The seminal study in this area comes from DeBondt and Thaler (1985), which appears to show that past winners tend to offer negative abnormal returns during the post-formation period, with past losers offering positive abnormal returns in this same period. They use Keynes’ description of seemingly absurd fluctuations in the market following makeshift worries and gossip from the business world. Pre- and post-formation periods range from one to five years.
It is further reported that stocks have ‘overreacted’ the most where the pre-formation period is longer, and hence where the abnormal returns are more extreme, with a tendency to exhibit a correspondingly greater ‘correction’ during the post-formation period (DeBondt & Thaler 1985). Peter L. Bernstein responds to DeBondt and Thaler with condescension. While finding the, “reasoning in their paper to be convincing and their test results most impressive,” he states that the conclusions and its write-up are flawed from the onset.

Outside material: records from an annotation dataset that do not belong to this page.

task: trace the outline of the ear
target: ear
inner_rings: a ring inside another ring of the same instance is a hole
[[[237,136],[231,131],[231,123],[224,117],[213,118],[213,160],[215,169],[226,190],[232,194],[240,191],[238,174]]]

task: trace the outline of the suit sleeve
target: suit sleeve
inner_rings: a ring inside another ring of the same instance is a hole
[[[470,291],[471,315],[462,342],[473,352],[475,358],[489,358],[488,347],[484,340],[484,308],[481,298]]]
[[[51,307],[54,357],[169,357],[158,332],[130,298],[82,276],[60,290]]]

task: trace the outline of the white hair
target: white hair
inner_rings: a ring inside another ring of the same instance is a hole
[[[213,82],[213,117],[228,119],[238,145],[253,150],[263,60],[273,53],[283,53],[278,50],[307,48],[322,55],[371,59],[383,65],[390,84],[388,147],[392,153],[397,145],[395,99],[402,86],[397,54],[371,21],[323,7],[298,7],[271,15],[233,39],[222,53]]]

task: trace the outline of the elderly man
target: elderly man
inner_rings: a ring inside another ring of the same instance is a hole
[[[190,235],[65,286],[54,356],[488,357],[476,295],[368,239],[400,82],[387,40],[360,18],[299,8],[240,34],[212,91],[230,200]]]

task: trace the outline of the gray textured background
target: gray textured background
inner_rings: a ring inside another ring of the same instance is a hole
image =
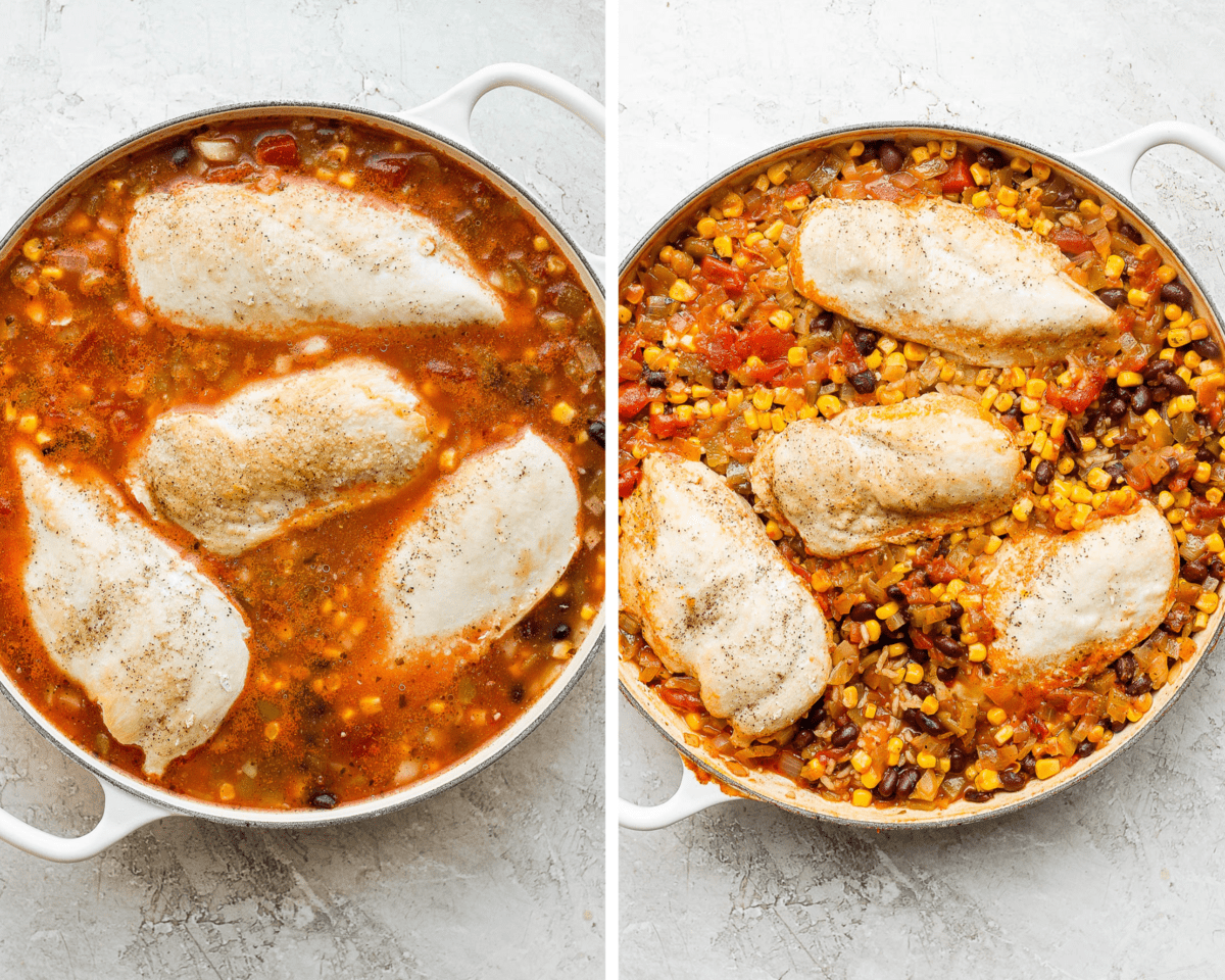
[[[620,251],[706,178],[826,126],[954,121],[1061,149],[1164,119],[1225,134],[1223,34],[1210,0],[624,0]],[[1163,148],[1136,187],[1225,300],[1225,178]],[[622,831],[622,976],[1225,975],[1220,657],[1105,773],[1012,818],[877,834],[733,802]],[[620,725],[621,791],[665,799],[676,756],[632,708]]]
[[[10,0],[0,22],[4,228],[78,160],[218,103],[396,111],[502,60],[604,99],[604,11],[581,0]],[[582,124],[503,91],[474,134],[603,246],[604,148]],[[603,676],[491,769],[391,817],[293,833],[169,820],[70,866],[0,844],[0,976],[600,976]],[[0,805],[60,833],[102,807],[2,699]]]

They begin, according to Bernstein, by stating how efficient the market is, then use the remainder to go against that ideal. Bernstein posits that the market is highly efficient. He believed that once investors gained a hold on the long-run inefficiencies, they would cease to exist, thereby eliminating them altogether (1985). Questions emanating from this involve whether results obtained (1) can be explained by a risk-premium story (DeBondt & Thaler 1985) (2) are due to methodology mining or data mining (Fama 1991), or (3) are due to biases in the methodology used (Clare, Priestley & Thomas 1997).
The accumulating evidence suggests that stock prices prove predictable with a fair degree of reliability. Two competing factions explain such behaviour. Proponents of EMH [(Fama and French 1995), (Goodacre, Bosher & Dove 1999), (DeBondt & Thaler 1985)] maintain that such predictability results from time-varying equilibrium expected returns generated by rational pricing in an efficient market that compensates for the level of risk undertaken.

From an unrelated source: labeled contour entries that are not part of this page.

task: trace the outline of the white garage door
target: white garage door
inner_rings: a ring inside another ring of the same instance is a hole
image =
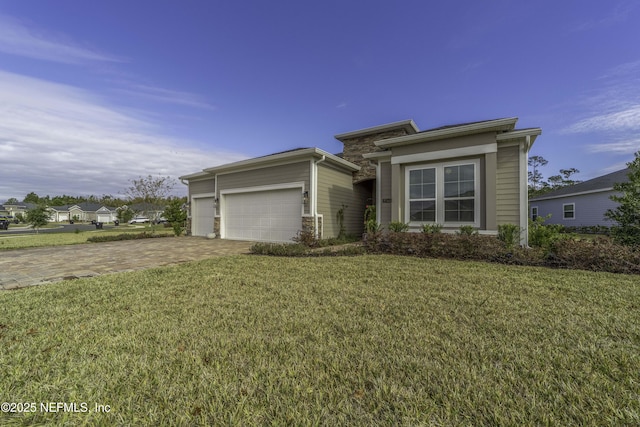
[[[213,197],[193,199],[191,218],[193,221],[192,234],[194,236],[206,236],[213,233],[213,218],[216,216],[213,199]]]
[[[299,188],[224,196],[226,239],[290,242],[302,228]]]
[[[98,222],[109,222],[111,221],[111,215],[109,214],[98,214],[97,215],[97,221]]]

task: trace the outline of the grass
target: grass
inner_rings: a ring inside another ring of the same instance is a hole
[[[29,234],[0,234],[0,251],[3,249],[36,248],[43,246],[65,246],[87,243],[87,239],[92,236],[108,236],[123,233],[141,233],[147,230],[156,232],[167,232],[163,225],[153,225],[148,227],[130,227],[121,225],[112,229],[79,231],[77,233],[36,233]]]
[[[638,425],[637,277],[222,257],[0,294],[3,425]]]

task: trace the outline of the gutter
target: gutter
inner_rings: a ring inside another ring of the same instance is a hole
[[[313,195],[311,196],[311,200],[312,200],[312,204],[313,204],[313,221],[314,221],[314,230],[313,230],[313,234],[315,235],[316,239],[319,237],[318,236],[318,165],[322,162],[324,162],[327,159],[327,156],[325,156],[324,154],[322,155],[322,157],[319,160],[316,160],[313,162],[313,183],[312,185],[312,193]],[[323,224],[324,227],[324,224]]]

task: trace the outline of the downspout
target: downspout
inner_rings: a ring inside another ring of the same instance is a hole
[[[326,160],[326,156],[323,154],[319,160],[313,162],[313,182],[311,183],[311,208],[313,210],[313,221],[314,221],[314,235],[316,239],[318,236],[318,165]],[[324,224],[323,224],[324,227]]]
[[[524,153],[521,156],[520,165],[520,228],[524,230],[522,236],[522,246],[529,247],[529,191],[528,181],[528,161],[529,149],[531,149],[531,135],[525,136]]]

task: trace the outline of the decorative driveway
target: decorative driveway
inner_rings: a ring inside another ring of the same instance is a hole
[[[0,290],[249,253],[252,244],[162,237],[0,251]]]

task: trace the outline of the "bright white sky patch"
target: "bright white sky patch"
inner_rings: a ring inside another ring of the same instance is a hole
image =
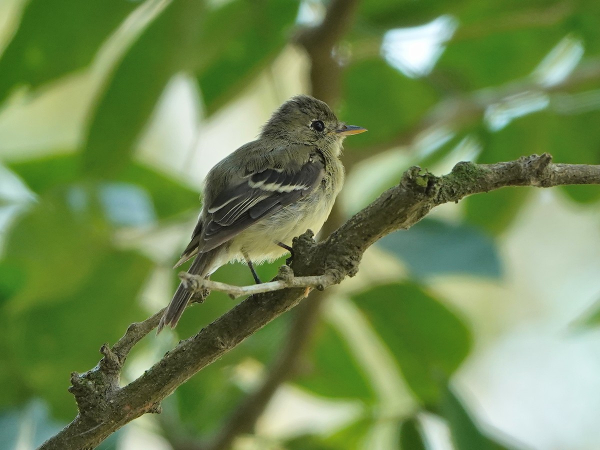
[[[583,43],[567,35],[542,60],[532,74],[542,86],[548,88],[563,82],[583,56]]]
[[[502,130],[517,117],[541,111],[548,107],[550,98],[542,92],[527,91],[510,95],[485,109],[484,120],[493,131]]]
[[[407,76],[422,77],[431,71],[456,28],[453,17],[442,16],[421,26],[391,29],[383,35],[381,54]]]

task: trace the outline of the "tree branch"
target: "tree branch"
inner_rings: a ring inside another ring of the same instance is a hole
[[[353,276],[364,251],[383,236],[406,229],[434,207],[505,186],[549,187],[600,184],[600,166],[552,164],[547,154],[493,164],[459,163],[442,177],[412,167],[400,183],[349,219],[322,242],[307,232],[294,240],[292,268],[297,276],[326,275],[334,283]],[[160,313],[130,326],[91,370],[73,373],[71,391],[79,413],[40,447],[88,449],[125,424],[160,410],[160,402],[178,386],[257,330],[297,305],[303,288],[287,288],[248,297],[195,336],[182,341],[139,378],[119,388],[118,374],[129,350],[158,322]]]

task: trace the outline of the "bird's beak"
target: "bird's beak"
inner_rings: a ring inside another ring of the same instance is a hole
[[[355,125],[344,125],[339,130],[336,130],[335,133],[344,136],[349,136],[350,134],[358,134],[366,131],[367,128],[364,128],[362,127],[357,127]]]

Critics of EMH [(Al-Loughani & Chappell 1997), (Jasic and Wood 1994), (Clare, Priestley & Thomas 1997), (Malkiel 2003)] argue that the predictability of stock returns reflects the psychological factors, social movements, noise trading, and fashions or “fads” of irrational investors in a speculative market. The question about whether predictability of returns represents rational variations in expected returns or arises due to irrational speculative deviations from theoretical values has provided the impetus for fervent intellectual inquiries in the recent years.